What's in a name?
Gratin Dauphinois, Pommes Anna, Au Gratin Potatoes, Scalloped Potatoes Au Gratin, and Scalloped Potatoes are all variations of basically the same thing; they're names of preparations for sliced potatoes baked in butter or cream, with or without cheese, garlic, herbs, and/or breadcrumbs. Although there are classic methods for each variation, the possibilities and combinations are endless.
I'm not much of a rule follower.
For a recent laid-back weeknight supper, I took a much simpler approach.
Sweet potatoes are...well...naturally sweet. While I adore the marshmallow-topped brown sugared sweet potato casseroles that dot our holiday tables, I tend to lean toward a more savory bent when preparing them at home. Balance.
Scalloped Sweet Potatoes, with a twist.
After drizzling a cup of heavy cream over the potatoes, I tapped the pan to evenly distribute the cream, covered it with foil, and slid it into a 350 oven to bake for 1 1/2 hours.
While the scalloped potatoes bubbled away, I soaked 1/3 cup of the dried sour cherries in equal portions of brandy and apple cider vinegar.
After an hour, I uncovered the potatoes for the remaining 30 minutes to brown the top. I drained the plumped sour cherries and used 3 tablespoons of the infused brandied vinegar to make a very basic vinaigrette ( 3 tablespoons vinegar, 1/4 cup olive oil, salt, and pepper).

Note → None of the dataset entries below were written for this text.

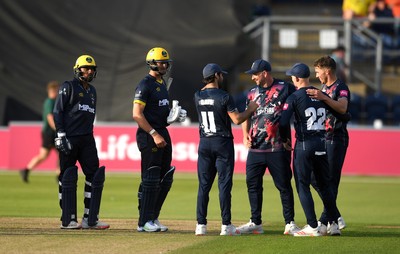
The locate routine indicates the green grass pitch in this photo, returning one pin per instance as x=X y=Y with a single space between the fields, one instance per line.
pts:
x=29 y=218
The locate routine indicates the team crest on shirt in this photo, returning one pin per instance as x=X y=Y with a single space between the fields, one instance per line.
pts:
x=163 y=102
x=344 y=93
x=92 y=98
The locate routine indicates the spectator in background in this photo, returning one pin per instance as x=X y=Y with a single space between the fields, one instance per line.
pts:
x=356 y=8
x=341 y=67
x=386 y=30
x=395 y=6
x=261 y=8
x=48 y=132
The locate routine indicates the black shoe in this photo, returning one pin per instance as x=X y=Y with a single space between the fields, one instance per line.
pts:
x=24 y=174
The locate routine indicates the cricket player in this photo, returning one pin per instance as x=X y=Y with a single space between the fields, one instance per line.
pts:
x=216 y=109
x=152 y=112
x=74 y=114
x=309 y=152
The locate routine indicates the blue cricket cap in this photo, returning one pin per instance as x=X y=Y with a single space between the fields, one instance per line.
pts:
x=211 y=68
x=259 y=66
x=299 y=70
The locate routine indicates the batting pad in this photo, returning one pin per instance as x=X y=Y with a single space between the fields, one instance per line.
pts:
x=97 y=190
x=150 y=189
x=68 y=195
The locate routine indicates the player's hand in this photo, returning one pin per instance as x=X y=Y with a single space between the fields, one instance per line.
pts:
x=252 y=106
x=288 y=145
x=62 y=143
x=159 y=140
x=315 y=94
x=247 y=141
x=182 y=115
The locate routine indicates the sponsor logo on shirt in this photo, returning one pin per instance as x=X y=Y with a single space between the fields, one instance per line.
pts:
x=344 y=93
x=86 y=108
x=206 y=102
x=285 y=106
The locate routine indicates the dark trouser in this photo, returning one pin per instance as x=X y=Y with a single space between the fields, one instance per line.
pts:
x=216 y=155
x=336 y=151
x=85 y=152
x=149 y=189
x=278 y=164
x=310 y=157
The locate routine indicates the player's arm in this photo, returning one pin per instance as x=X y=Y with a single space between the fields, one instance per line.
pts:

I pulled the gurgling scalloped potatoes from the oven to rest and tossed baby arugula in the sour cherry brandied vinaigrette with orange zest, slivered tomatoes, and the re-hydrated cherries.
Soft and creamy, the potato layers seemed to melt and fuse together in the buttery cream. While the bronzed parmigiano cheese crust provided slight salty nuttiness, the hidden cherries cut through the richness, adding tangy tart bites with contrasting textures.